The fate of Virgin therefore rests on a knife edge. If a firm bid does emerge from the present crop of four “non-binding indicative offers”, and if the major creditors agree to take a massive haircut and accept the offer, then the bidders will have their begging bowl out for government money anyway.
In the case of Ansett, whose sad demise in 2001 is superbly instructive, the billionaire bidders Lindsay Fox and Solomon Lew were paraded as the airline’s saviours. The deal was almost done. There were happy snaps in Ansett cockpits before they hit the government up for money, which was refused, and the rest is history. Taxpayers picked up the bill for thousands of Ansett staff. A Qantas monopoly emerged.
In this case, there is a global pandemic, there is no visibility as to when aviation markets will open again, when tourist numbers will ramp up to pre-Covid levels, or business travel replace teleconferencing.
So the potential buyers won’t be offering much, maybe just a few cents in the dollar to secured creditors, the banking syndicate and the bondholders owed $6.8 billion.
If they don’t like it, creditors will move to appoint a receiver, put their own person into the Virgin fray to protect their position, or turn Deloitte into a liquidator and begin the costly wind-up.
By the time Deloitte and the Virgin bankers and bondholders are finished with it, and the milling fee-takers have supped long and hard on the carcass, the Government will pick up the costs, the cost of leaving a monopoly to Qantas.
Time is absolutely of the essence. When we began writing yesterday evening, there was one Virgin aircraft in the sky on the East Coast of Australia, and a handful of Virgin Fokkers doing FIFI jobs in the West. The vast logistics of running an airline cost millions of dollars a week, even when the planes are grounded, the maintenance costs are immense.
So the bankers face a critical time dilemma too. Were it not for the cost of maintaining a grounded fleet they would prefer to wind up the business and slowly sell the assets to maximise prices, as Korda Mentha did with Ansett, reaping more than $100 million in fees over 15 years. So the key negotiation in this process rests with the bidders and the secured creditors. It is about the size of the haircut.
Sir Richard Branson is there foo for his pound of flesh. Do they keep the brand? A rebranding alone and cutting ties with Branson would cost hundreds of millions. Then there is the Queensland Government and its $200 million pitch. We don’t know what they want for their $200 million. It was originally tied to another bid which has lapsed, to the vultures from Brookfield and Macquarie.
There is no reason why they can’t attach to another bidder. They are there to protect jobs in Queensland, and regional routes and could put in some capital and perhaps loan guarantees for a 49% stake.
Yet the cleanest option remains compulsory acquisition under Section 51 of the Constitution where the Federal Government has the airline independently valued, pays a “just price” and buys the assets – the planes and the people that is, not the company.

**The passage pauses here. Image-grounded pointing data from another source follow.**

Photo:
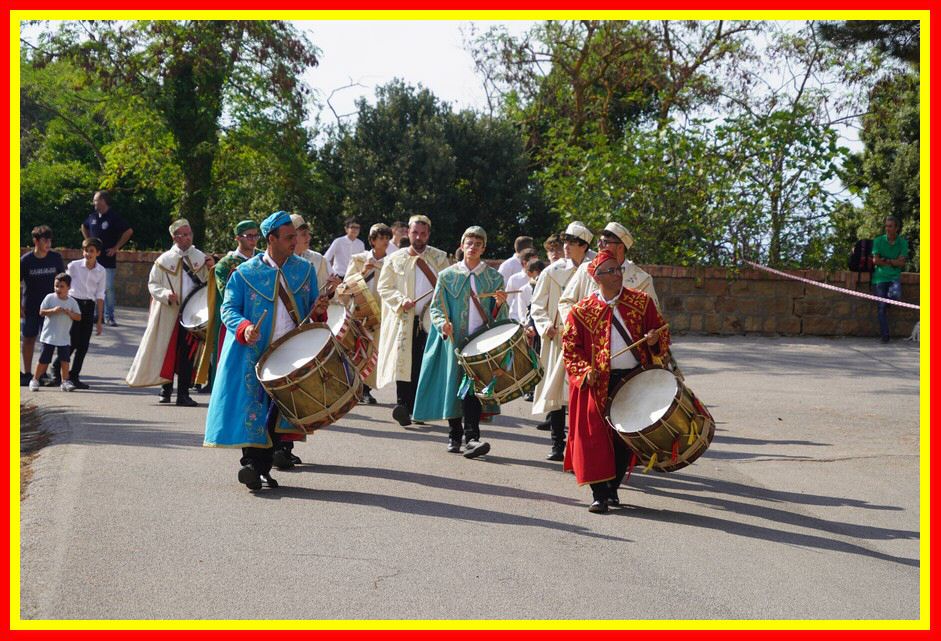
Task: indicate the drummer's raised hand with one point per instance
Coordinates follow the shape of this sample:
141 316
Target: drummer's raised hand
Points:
320 307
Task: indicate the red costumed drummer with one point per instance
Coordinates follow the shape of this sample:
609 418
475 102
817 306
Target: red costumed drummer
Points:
597 332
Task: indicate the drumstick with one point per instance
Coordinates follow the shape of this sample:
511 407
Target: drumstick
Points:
512 291
637 342
444 310
256 324
428 293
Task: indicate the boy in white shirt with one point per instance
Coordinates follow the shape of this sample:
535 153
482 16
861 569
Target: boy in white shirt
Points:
88 290
342 248
59 311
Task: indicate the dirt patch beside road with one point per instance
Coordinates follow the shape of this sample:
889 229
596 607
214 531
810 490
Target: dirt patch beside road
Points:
32 439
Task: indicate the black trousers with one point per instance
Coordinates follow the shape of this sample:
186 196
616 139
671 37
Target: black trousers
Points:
405 390
260 457
557 425
80 334
469 426
622 454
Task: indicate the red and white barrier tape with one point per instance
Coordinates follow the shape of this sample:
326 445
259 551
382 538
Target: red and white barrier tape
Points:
878 299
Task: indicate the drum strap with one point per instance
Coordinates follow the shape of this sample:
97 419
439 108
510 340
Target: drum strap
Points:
426 270
283 295
616 324
189 271
480 308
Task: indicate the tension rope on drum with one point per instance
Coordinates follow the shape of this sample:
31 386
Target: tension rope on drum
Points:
831 287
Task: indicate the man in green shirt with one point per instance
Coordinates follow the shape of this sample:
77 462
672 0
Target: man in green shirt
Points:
890 253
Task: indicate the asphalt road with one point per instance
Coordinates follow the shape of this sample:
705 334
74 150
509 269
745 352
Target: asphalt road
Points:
806 506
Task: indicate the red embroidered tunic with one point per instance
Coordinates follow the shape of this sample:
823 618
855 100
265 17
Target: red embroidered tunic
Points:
586 346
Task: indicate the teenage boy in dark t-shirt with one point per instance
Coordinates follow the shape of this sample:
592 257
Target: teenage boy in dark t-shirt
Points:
38 270
113 232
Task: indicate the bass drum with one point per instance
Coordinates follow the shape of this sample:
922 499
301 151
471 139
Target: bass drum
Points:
660 419
500 362
194 313
310 377
360 348
360 301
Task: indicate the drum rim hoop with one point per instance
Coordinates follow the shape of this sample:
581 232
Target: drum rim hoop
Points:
613 392
486 328
300 329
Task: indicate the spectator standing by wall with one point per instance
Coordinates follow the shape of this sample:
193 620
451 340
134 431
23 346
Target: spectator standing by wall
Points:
38 269
890 252
113 232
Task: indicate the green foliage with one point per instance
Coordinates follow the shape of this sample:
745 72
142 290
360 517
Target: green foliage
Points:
411 154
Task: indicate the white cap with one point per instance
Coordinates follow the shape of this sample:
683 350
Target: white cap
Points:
578 230
621 232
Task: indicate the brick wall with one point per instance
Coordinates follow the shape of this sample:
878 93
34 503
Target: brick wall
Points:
695 300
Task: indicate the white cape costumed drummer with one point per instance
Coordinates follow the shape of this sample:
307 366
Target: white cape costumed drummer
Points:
266 297
167 348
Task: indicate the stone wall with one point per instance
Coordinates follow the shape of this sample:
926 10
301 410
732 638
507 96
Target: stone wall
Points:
704 300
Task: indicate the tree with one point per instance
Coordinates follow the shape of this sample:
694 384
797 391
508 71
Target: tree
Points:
411 154
897 38
195 75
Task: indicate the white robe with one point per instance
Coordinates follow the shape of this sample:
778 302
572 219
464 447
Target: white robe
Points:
552 391
396 284
582 285
321 268
166 277
357 262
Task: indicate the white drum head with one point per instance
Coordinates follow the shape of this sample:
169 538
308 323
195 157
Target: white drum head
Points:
293 353
493 337
643 400
196 310
336 316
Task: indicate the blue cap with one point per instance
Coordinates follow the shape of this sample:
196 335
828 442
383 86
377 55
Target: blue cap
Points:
274 221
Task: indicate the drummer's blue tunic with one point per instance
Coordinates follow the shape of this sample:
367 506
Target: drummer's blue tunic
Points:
436 396
239 405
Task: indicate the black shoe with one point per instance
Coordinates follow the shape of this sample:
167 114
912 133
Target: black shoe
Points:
400 413
282 460
267 480
250 478
473 449
185 401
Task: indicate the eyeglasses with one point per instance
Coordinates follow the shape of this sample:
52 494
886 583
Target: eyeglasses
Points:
613 270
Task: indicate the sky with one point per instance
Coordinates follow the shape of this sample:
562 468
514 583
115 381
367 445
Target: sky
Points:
372 52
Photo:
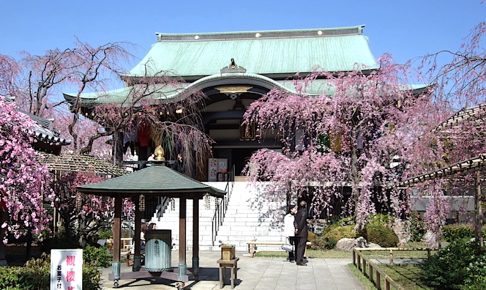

Buying into a company which owes $7 billion would pit government against hordes of vested interests each with their own agendas and lay open the likelihood of messy and protracted court actions.
It is not too late to pursue this course of action, compulsory acquisition. And although an ideologically odious option for a Government committed – in rhetoric only – to free market outcomes, it would simply be another government intervention. The regional rescue package concocted by Deputy Prime Minister Michael McCormack is already costing taxpayers roughly $1,200 per seat per flight.
Whichever way Virgin goes, sale or liquidation, the Government will pay. The question is how much?